Shop Window: June 2015

A New York City Market Watch Leader moves house, local brews dominate in Jacksonville, Florida, and Pennsylvania highlights in-state distilleries.

New York City retailer Park Avenue Liquor moved down the street from its previous home of 40 years. The store’s vast whisk(e)y collection now occupies a dedicated wall.
New York City retailer Park Avenue Liquor moved down the street from its previous home of 40 years. The store’s vast whisk(e)y collection now occupies a dedicated wall.

Manhattan Stalwart Relocates

New York City retailer Park Avenue Liquor relocated this past spring—the second move in 40 years under owner, president and Market Watch Leader Michael Goldstein. About a block down Madison Avenue from its former home, the new location has tripled its retail floor space to 3,150 square feet and has a 5,000-square-foot storage basement, including a state-of-the-art cave for the store’s fine wine collection. Known for its expansive Scotch whisky selection, Park Avenue Liquor features a whisk(e)y wall that stretches nearly the full height of the 18-foot ceiling. Whereas the former location had a limited display area, the larger space allows for more items on the floor, and vice president and co-owner Eric Goldstein anticipates increasing the store’s inventory of 4,300 wine and spirits SKUs. Park Avenue Liquor’s wine selection ranges from value labels like Mondavi Woodbridge Cabernet Sauvignon ($7.50 a 750-ml. bottle) to such rare vintages as the 1945 Château Mouton Rothschild ($19,500). The store’s spirits selection is dominated by whiskies, which include Speyburn Bradan Orach single malt Scotch ($25 a 750-ml. bottle) and a 62-year-old Macallan in a Lalique decanter ($37,000).
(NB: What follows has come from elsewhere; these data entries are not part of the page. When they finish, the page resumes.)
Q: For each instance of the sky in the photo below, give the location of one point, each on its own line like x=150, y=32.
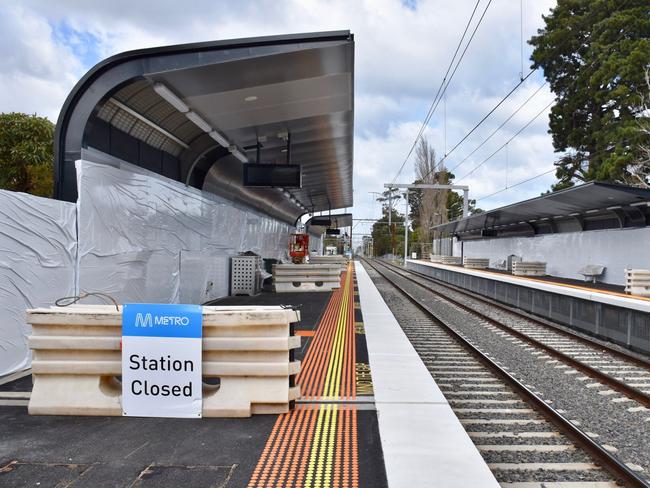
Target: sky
x=402, y=50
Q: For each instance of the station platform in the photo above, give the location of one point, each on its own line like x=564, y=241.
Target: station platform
x=370, y=415
x=603, y=311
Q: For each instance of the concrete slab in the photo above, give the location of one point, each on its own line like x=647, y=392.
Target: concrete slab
x=421, y=438
x=426, y=442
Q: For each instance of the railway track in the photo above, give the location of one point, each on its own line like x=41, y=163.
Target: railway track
x=525, y=441
x=618, y=370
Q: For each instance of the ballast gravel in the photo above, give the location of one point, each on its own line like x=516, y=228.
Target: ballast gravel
x=628, y=431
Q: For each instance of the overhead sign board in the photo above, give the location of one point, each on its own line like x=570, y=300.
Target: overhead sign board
x=274, y=175
x=161, y=360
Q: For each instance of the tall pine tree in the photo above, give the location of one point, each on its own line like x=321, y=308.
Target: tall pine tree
x=595, y=54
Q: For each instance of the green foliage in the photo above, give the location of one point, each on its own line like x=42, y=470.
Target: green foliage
x=455, y=206
x=594, y=54
x=26, y=154
x=381, y=234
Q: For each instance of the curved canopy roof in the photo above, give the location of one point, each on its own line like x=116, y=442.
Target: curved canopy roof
x=593, y=205
x=319, y=224
x=196, y=112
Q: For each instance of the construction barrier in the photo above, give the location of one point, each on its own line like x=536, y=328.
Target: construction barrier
x=637, y=282
x=476, y=263
x=529, y=268
x=77, y=358
x=306, y=277
x=450, y=260
x=334, y=259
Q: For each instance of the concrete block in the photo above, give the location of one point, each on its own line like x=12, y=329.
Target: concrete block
x=77, y=358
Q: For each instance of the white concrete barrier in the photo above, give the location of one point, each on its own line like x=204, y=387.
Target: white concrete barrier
x=335, y=259
x=529, y=268
x=637, y=282
x=77, y=358
x=306, y=277
x=476, y=263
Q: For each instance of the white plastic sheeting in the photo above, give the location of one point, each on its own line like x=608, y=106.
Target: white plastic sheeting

The added floor space allows for a dedicated tasting area and large display windows. “We’ve always prided ourselves on being approachable, and we wanted that to translate into the design,” Eric Goldstein says. “We’re getting positive feedback from all our customers.” He notes that the move came about thanks to his father’s forward thinking. “For 40 years, he was reluctant to update the look of the store because he never wanted to close the door,” Eric Goldstein explains. “But he really hopes to further the store’s legacy. He very much wants Park Avenue Liquor to continue forward and to get even better.”

Florida Bottle Shop Touts Beer

Kelly Pickard and Jamie Burket opened Alewife, a craft beer bottle shop and tasting room, in March in Jacksonville, Florida. The pair worked with local architecture and design firm OAD to create a space “where people want to spend time and stay for a drink,” Pickard says. Shipping containers house the shop’s walk-in cooler and draft system, and booths are made of repurposed pallets. Alewife offers 250 beer and cider SKUs, focusing on single bottles ($1.80 to $4 a 12-ounce bottle; $6 to $35 a 22-ounce or 750-ml. bottle) and build-your-own six-packs. “We want to make it easy to try different styles,” Pickard explains. Stock rotates frequently to ensure freshness, and popular brands include such Jacksonville producers as Veterans United Craft Brewery, Intuition Ale Works and Bold City Brewery. Alewife also has six taps that highlight draft-only beers ($2 to $7 a 5-ounce to 16-ounce pour), including Florida offerings like Swamp Head Cottonmouth Belgian-style witbier, Wynwood Rickenbacker Pils and Cigar City hard cider, and it also sells 32-ounce growlers ($8 to $10). The shop will host a variety of classes about craft beer, and Pickard notes that education is a key component of the business. “It seems that the growth and availability of craft beer is outpacing understanding of it,” she says. “We want to help people develop the knowledge they need to navigate beer menus and styles.”

PLCB To Feature Local Spirits

The Pennsylvania Liquor Control Board (PLCB) launched an initiative to highlight locally produced spirits in May. Based on the agency’s successful “PA Preferred Wine Program,” the “PA Spirits Program” invites in-state distilleries to place up to 10 products in up to 10 Fine Wine & Good Spirits stores of their choice. Although distilleries are permitted to sell spirits from their tasting rooms, the initiative aims to broaden their reach to consumers in other parts of Pennsylvania and could result in statewide distribution. “If a product does really well, the distillery may want to go through the regular listing process,” says the PLCB’s director of external affairs Stacy Kriedeman. “If it’s selected, the product could be sold in many or all of our stores. This program is a starting point for smaller distillers.” The PLCB requires that all spirits submitted be made or rectified in the state and intends to highlight them in a “Made in Pennsylvania” section—a current feature of recently rebranded stores that will eventually roll out to all Fine Wine & Good Spirits locations.